Friday, January 20, 2012

Maybe

Never before has a new year been so unlike the old one. My last 4 months can be described, summarized, encapsulated (you get the picture) in one word: Perfection. Sure, I’ve had my ups and downs, spells of homesickness and times of sheer exhaustion, but those moments have always been fleeting. The school year ended smoothly and vacation was beginning. What more could I ask for? In addition, I was living with a family who loved me and who loved each other, or so it seemed.
On New Year’s Eve, the father of my Costa Rican family came back from a party, staggering drunk. He could barely stand and his speech was slurred as if he had just had his tongue numbed. After resting a bit, he got up and demanded the car keys. He was clearly in no position to drive; He could easily kill himself or a pedestrian.
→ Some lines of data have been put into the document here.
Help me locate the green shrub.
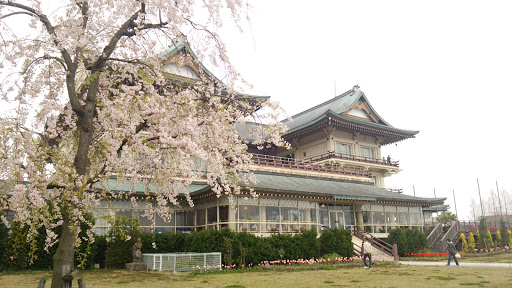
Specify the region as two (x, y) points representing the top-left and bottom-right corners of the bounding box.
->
(319, 228), (354, 257)
(387, 228), (409, 256)
(105, 215), (140, 269)
(498, 219), (512, 247)
(387, 228), (428, 256)
(0, 215), (9, 271)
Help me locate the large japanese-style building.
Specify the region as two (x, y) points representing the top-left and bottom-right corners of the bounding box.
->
(95, 44), (445, 237)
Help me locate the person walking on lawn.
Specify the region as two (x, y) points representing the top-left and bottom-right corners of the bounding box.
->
(363, 239), (373, 269)
(446, 240), (459, 266)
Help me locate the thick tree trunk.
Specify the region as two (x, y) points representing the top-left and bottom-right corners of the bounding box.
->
(52, 208), (75, 288)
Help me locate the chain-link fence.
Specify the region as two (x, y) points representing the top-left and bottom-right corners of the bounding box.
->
(142, 252), (222, 272)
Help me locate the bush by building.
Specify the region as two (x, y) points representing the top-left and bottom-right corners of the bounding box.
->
(387, 228), (428, 256)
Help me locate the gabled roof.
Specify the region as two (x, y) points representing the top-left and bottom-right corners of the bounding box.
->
(239, 173), (446, 206)
(159, 40), (270, 101)
(283, 86), (419, 144)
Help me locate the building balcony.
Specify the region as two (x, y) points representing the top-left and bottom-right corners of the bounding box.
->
(252, 154), (371, 182)
(303, 152), (400, 174)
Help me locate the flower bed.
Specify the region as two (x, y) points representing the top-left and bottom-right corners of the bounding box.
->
(194, 256), (386, 272)
(464, 246), (510, 253)
(405, 252), (448, 257)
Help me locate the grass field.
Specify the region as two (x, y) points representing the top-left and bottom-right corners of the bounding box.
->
(0, 264), (512, 288)
(400, 250), (512, 264)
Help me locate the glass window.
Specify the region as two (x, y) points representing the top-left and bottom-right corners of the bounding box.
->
(219, 205), (229, 222)
(336, 143), (352, 156)
(396, 206), (409, 212)
(372, 212), (384, 224)
(155, 212), (175, 226)
(197, 209), (206, 226)
(345, 211), (354, 225)
(281, 207), (299, 222)
(398, 212), (409, 225)
(363, 211), (371, 224)
(384, 206), (396, 212)
(238, 205), (260, 222)
(372, 205), (384, 211)
(320, 210), (329, 229)
(114, 209), (132, 217)
(410, 213), (421, 225)
(361, 147), (375, 159)
(207, 207), (217, 224)
(176, 211), (194, 227)
(409, 207), (421, 213)
(386, 212), (396, 225)
(133, 210), (154, 226)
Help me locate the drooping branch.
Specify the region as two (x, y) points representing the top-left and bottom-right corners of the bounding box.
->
(0, 0), (84, 114)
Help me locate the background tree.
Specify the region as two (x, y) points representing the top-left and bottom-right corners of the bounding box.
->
(0, 0), (283, 287)
(460, 233), (468, 251)
(436, 211), (457, 224)
(469, 232), (476, 251)
(485, 230), (494, 248)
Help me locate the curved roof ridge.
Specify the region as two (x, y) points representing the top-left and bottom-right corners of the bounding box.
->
(281, 89), (356, 122)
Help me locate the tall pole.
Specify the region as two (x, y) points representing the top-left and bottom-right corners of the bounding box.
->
(453, 189), (459, 220)
(434, 187), (439, 222)
(496, 180), (503, 219)
(476, 178), (485, 217)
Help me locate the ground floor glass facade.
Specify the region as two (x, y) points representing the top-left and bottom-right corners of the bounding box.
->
(94, 197), (423, 235)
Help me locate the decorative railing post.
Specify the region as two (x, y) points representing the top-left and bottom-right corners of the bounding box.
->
(392, 242), (400, 261)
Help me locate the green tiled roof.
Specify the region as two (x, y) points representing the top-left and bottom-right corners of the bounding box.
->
(283, 90), (419, 135)
(423, 205), (450, 212)
(159, 41), (270, 101)
(93, 179), (210, 194)
(240, 173), (446, 205)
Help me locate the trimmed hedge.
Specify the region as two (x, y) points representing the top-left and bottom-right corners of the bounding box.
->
(386, 228), (428, 256)
(0, 226), (353, 269)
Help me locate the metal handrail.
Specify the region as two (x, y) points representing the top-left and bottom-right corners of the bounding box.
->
(304, 152), (400, 167)
(354, 228), (393, 257)
(252, 154), (370, 178)
(441, 221), (460, 251)
(427, 222), (443, 249)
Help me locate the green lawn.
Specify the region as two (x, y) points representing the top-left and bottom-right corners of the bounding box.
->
(400, 250), (512, 263)
(0, 264), (512, 288)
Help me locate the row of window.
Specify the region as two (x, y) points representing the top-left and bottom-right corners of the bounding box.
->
(336, 143), (375, 159)
(95, 204), (423, 234)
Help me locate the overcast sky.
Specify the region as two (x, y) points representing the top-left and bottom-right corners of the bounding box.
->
(217, 0), (512, 219)
(3, 0), (512, 219)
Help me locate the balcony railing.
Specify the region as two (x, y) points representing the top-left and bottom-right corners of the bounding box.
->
(252, 154), (370, 178)
(304, 152), (399, 167)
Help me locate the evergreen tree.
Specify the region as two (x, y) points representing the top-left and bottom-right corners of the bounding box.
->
(500, 219), (510, 247)
(496, 231), (503, 247)
(476, 231), (485, 249)
(485, 230), (494, 249)
(460, 233), (469, 251)
(469, 232), (476, 251)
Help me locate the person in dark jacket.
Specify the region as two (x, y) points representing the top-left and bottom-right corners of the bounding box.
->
(446, 240), (459, 266)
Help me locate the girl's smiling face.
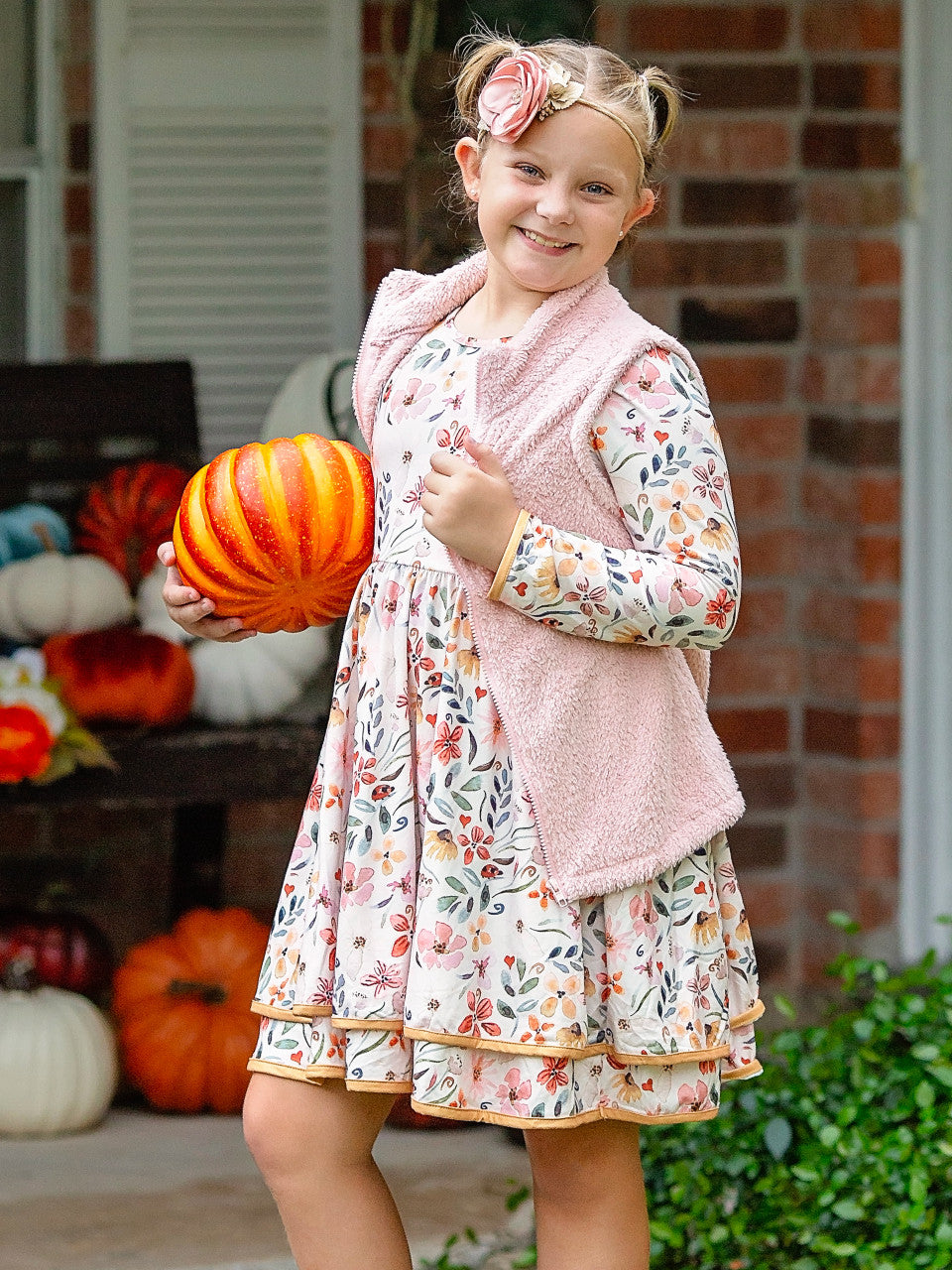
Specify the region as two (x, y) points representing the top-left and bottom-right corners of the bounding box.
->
(456, 104), (654, 308)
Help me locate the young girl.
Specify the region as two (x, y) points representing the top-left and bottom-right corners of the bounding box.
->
(163, 40), (761, 1270)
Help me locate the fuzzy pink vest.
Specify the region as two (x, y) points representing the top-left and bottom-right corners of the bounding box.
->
(354, 253), (744, 902)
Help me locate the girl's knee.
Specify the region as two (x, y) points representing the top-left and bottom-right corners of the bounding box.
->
(525, 1120), (644, 1207)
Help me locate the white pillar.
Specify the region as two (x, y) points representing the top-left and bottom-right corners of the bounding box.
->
(900, 0), (952, 957)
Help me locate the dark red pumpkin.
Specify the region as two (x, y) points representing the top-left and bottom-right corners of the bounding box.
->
(76, 459), (189, 590)
(0, 908), (113, 997)
(44, 626), (195, 725)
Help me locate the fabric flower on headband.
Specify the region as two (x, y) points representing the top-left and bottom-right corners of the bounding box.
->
(479, 49), (584, 144)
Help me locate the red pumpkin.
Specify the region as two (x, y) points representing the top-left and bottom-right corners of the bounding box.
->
(112, 908), (268, 1114)
(0, 908), (113, 997)
(44, 626), (195, 725)
(173, 433), (373, 631)
(76, 461), (187, 590)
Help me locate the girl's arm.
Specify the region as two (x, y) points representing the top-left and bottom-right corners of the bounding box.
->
(490, 349), (740, 649)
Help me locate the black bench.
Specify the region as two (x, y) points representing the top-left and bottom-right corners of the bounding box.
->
(0, 362), (325, 917)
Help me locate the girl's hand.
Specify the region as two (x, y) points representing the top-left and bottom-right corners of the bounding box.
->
(420, 437), (520, 572)
(156, 543), (258, 644)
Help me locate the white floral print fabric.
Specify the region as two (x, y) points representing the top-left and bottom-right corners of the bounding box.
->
(250, 320), (761, 1126)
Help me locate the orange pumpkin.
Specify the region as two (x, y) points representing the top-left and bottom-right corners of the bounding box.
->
(76, 459), (187, 590)
(112, 908), (268, 1115)
(173, 433), (373, 631)
(44, 626), (195, 725)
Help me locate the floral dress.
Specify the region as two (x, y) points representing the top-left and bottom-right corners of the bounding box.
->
(249, 317), (762, 1128)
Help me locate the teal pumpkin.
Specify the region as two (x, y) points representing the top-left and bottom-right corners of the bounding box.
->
(0, 503), (72, 568)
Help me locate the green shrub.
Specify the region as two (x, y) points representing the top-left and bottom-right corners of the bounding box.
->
(643, 915), (952, 1270)
(423, 915), (952, 1270)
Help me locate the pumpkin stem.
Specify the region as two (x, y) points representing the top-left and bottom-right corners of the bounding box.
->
(31, 521), (60, 554)
(165, 979), (228, 1006)
(0, 950), (40, 992)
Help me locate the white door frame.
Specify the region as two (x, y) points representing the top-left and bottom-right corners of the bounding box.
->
(900, 0), (952, 958)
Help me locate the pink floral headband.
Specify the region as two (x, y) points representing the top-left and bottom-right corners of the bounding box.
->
(477, 49), (641, 155)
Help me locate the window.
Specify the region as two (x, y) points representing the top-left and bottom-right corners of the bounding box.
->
(0, 0), (60, 362)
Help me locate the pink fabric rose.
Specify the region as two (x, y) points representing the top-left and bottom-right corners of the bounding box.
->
(479, 49), (548, 142)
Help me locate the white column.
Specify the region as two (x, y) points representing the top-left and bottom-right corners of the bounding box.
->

My Costa Rican mom offered to drive him home to rest, but that didn’t cut it for him. To make a long story short, it quickly escalated to a physical struggle and he was arrested shortly thereafter. Later, I learned that this has happened before and although it was years ago, this was the last straw. He was also unfaithful in his marriage. Divorce papers are being signed. My family’s lives had been turned upside down in a matter of hours.
That night, I hardly slept. I cried to God to save my family. I prayed that the two young girls (4 and 9 years old) would be spared the sadness of a broken home. As I prayed, I began to realize that whether or not there was a divorce, this was already a broken home. I instead began to pray that God would surround the family and that they would feel his love for them and keep them from further harm.
 Later, as I shared all this with my mom (as in, Lupe), she asked me what it meant for me. Was I going to still live there or would I have to move again? I realized that I didn’t want to move. I love my Costa Rican family with all my heart. Even though I can’t fix the marriage or erase the damage that was caused, I can do my part to make sure that life continues. Things as simple as making sure the laundry is done, the dishes are put away, and the house is clean can make a world of difference for a single, hard-working mother. I can make sure mom gets a break when she comes home from a work by playing with the girls or even just watching a movie with them. Though I came here to teach, maybe this family is my real mission, or rather, God’s real mission. Maybe I’m here “for such a time as this.”

*Update* My story was published in the Collegian, the student run newspaper at WWU.